2017 Budget Signals Return of “Big Government” Republicans

The Republican Party has a spending addiction. Though they now control all elected branches of the federal government, their first order of business appears to be a return to business as usual under the Bush Administration—starting with reneging on any promise they made to balance the budget. Worse, they are doing so through trickery, deception, and distraction.

The distraction is as clever as it is simple. For years, Republican leaders have promised—truthfully or not—that they would repeal Obamacare at the first opportunity. Repealing Obamacare was the raison d’etre of the early Tea Party. Repealing Obamacare was the rallying cry of voters who swung sixty-three House seats to the GOP in 2010. And as Republican leaders know well, repealing Obamacare is an obligation that their constituents will not soon forget, or forgive if not accomplished.

And so, they intend to use repealing Obamacare (in name, not even in actuality) as a great curtain behind which they hope to hide a whole host of poor policies. They have tied the Obamacare repeal to the 2017 budget, which never balances.  Instead, the Republican budget is projected to expand the national debt by $9 trillion dollars by 2027 and, unlike recent Republican budgets, increases the deficit rather than reducing it.

By tying the two together, Republican leaders expect the decadence of their spending habits to go unnoticed and relatively unopposed. So long as they are repealing Obamacare, they hope to distract their constituents from the exorbitant spending. Moreover, they can use repealing Obamacare as political blackmail to hamstring the budget’s opponents into giving Republican leadership everything it wants. To oppose the bill is to support Obamacare, or so the Republican leaders hope the narrative to go. They have already begun their slander against Rand Paul, the bill’s sole Republican opponent in the Senate. One can expect that they will do the same to the bill’s opponents in the House, such as Justin Amash. And it is to the credit of Rand Paul and Justin Amash that this story is receiving any attention at all. Without their fortitude, the budget’s truly awful extent would likely still be a virtual unknown.

The press is already serving as an unwitting accomplice. News outlets are flooding the airwaves and social media with headlines about Obamacare’s impending “repeal,” paying no mind to the outlandish scope of the underlying budget. Republican politicians are equally prolific in producing self-congratulatory press releases, hoping that their constituents back home will be too drunk on victory to notice the multi-trillion-dollar heist happening beneath their noses.
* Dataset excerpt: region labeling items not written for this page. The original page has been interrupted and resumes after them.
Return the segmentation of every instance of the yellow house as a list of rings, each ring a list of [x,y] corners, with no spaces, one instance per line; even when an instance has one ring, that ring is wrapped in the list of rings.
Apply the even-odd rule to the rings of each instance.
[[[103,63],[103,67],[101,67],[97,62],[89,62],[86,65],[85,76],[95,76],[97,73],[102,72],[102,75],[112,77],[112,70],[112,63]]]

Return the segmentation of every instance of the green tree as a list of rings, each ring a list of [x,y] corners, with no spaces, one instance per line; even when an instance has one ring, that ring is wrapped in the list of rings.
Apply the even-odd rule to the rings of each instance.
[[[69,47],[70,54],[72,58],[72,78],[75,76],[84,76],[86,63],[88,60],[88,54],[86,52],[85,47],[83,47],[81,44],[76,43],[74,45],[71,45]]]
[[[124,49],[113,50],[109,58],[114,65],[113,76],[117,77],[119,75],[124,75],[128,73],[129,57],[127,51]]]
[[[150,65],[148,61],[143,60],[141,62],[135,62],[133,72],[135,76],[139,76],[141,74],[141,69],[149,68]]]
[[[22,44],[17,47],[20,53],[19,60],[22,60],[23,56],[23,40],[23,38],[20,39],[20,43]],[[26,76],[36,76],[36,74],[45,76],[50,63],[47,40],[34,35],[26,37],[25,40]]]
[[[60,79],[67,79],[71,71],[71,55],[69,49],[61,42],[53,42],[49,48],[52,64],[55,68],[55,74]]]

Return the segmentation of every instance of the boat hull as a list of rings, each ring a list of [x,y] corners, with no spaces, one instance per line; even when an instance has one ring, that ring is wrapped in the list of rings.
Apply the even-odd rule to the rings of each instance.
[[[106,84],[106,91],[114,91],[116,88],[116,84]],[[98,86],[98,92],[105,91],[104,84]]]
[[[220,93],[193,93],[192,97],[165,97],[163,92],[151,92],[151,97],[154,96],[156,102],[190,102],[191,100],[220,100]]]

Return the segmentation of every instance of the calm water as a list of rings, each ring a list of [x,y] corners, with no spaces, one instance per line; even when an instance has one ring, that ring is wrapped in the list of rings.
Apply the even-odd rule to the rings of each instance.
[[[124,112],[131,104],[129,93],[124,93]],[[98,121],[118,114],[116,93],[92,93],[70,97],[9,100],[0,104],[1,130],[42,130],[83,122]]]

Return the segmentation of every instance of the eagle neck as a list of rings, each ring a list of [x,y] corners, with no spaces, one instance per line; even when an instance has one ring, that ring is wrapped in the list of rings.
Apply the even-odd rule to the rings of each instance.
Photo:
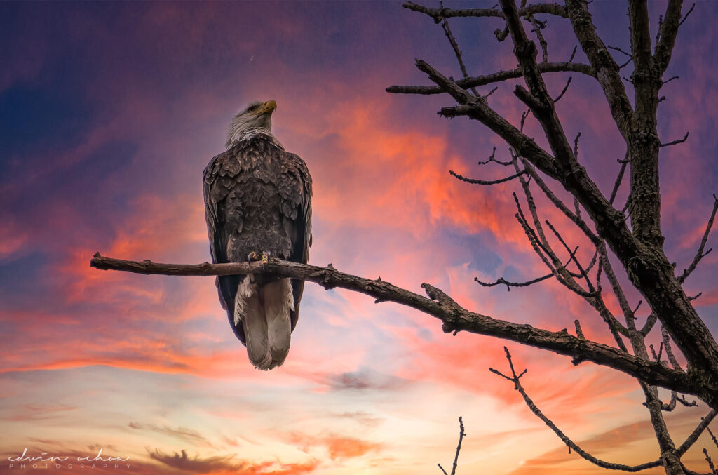
[[[237,131],[229,141],[230,142],[229,148],[232,148],[240,142],[252,140],[253,139],[267,140],[279,148],[284,149],[284,147],[281,143],[276,139],[276,137],[272,135],[271,131],[266,127],[251,127]]]

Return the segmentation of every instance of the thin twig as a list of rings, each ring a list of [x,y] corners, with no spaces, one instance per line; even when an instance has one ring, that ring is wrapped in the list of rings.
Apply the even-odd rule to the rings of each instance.
[[[683,271],[683,274],[681,277],[678,278],[678,281],[680,283],[684,283],[686,282],[686,279],[688,276],[691,275],[693,271],[696,269],[696,266],[698,263],[701,262],[701,259],[707,256],[712,249],[709,249],[705,254],[703,253],[703,249],[706,247],[706,243],[708,242],[708,235],[711,232],[711,228],[713,227],[713,221],[716,217],[716,211],[718,211],[718,197],[716,197],[715,194],[713,195],[713,211],[711,211],[711,217],[708,218],[708,223],[706,225],[706,230],[703,233],[703,238],[701,239],[701,245],[698,246],[698,252],[696,253],[696,256],[693,258],[693,262],[691,262],[691,265],[688,266],[686,270]]]
[[[635,471],[640,471],[641,470],[645,470],[646,469],[661,466],[660,460],[656,460],[652,462],[648,462],[647,464],[642,464],[640,465],[635,465],[635,466],[629,466],[629,465],[623,465],[622,464],[613,464],[611,462],[606,462],[605,461],[596,458],[590,453],[587,453],[587,451],[581,448],[581,447],[579,447],[573,441],[569,438],[568,436],[566,435],[566,434],[564,434],[560,429],[559,429],[559,428],[556,427],[556,424],[554,424],[554,422],[551,420],[551,419],[544,415],[544,413],[541,411],[541,410],[539,410],[538,407],[536,407],[536,404],[533,403],[533,401],[531,400],[531,397],[528,397],[528,395],[526,394],[526,389],[523,389],[523,387],[521,385],[521,381],[519,380],[520,378],[523,374],[526,374],[526,370],[524,369],[521,374],[517,375],[516,372],[513,367],[513,362],[511,361],[511,354],[509,353],[508,349],[506,348],[505,346],[504,346],[504,351],[506,353],[506,359],[508,360],[509,367],[511,370],[511,377],[510,377],[508,376],[503,374],[501,372],[500,372],[496,369],[494,369],[493,368],[490,368],[489,370],[495,374],[498,374],[499,376],[501,376],[505,378],[506,379],[511,381],[513,383],[514,389],[518,391],[519,394],[521,395],[521,397],[523,398],[523,401],[526,403],[526,405],[528,406],[528,408],[531,409],[531,412],[533,412],[537,418],[544,421],[544,423],[546,425],[548,425],[551,428],[551,430],[553,430],[554,433],[556,433],[556,435],[559,436],[559,438],[563,441],[564,443],[568,446],[569,449],[573,449],[574,451],[575,451],[577,453],[578,453],[579,456],[581,456],[588,461],[600,467],[602,467],[604,469],[610,469],[612,470],[623,470],[624,471],[635,472]]]

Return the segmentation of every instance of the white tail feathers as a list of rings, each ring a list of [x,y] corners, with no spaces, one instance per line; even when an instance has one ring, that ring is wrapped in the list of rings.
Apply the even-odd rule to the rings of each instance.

But Republican voters and voters generally must not let themselves be so easily deceived. Republican leadership remains in the grips of compromising centrists whose only object is power. Just as the Republicans under George W. Bush deepened the national debt, expanded socialized medicine (in the form of Medicare Part D), and meddled in fruitless conflicts on the other end of the globe, so do the Republicans presently in power—many of whom still linger from the Bush Administration—seek to return to their former power. Now that they have regained power, they hope that they can haggle freely with the Democrats for power as once they did, without serious threat of primary challenges or of rebellion from the base. And with the election of a man as morally and politically malleable as Donald Trump to the presidency, voters have given them reason to believe that such things are attainable.

Nevertheless, they must not be attained. Voters must hold the Republicans in Congress to account. After years of opposing President Obama’s excesses, to what does that opposition amount if the Republicans are permitted to indulge in the same abuses of their power? Though the Republican leadership has sought to cleverly obscure such abuses, they have not obscured their betrayal cleverly enough. As the late Justice Scalia once said with his typical literary flair, policies such as these are often clothed in sheep’s clothing, “but this wolf comes as a wolf.” It is up to voters to ensure that the wolf is slain.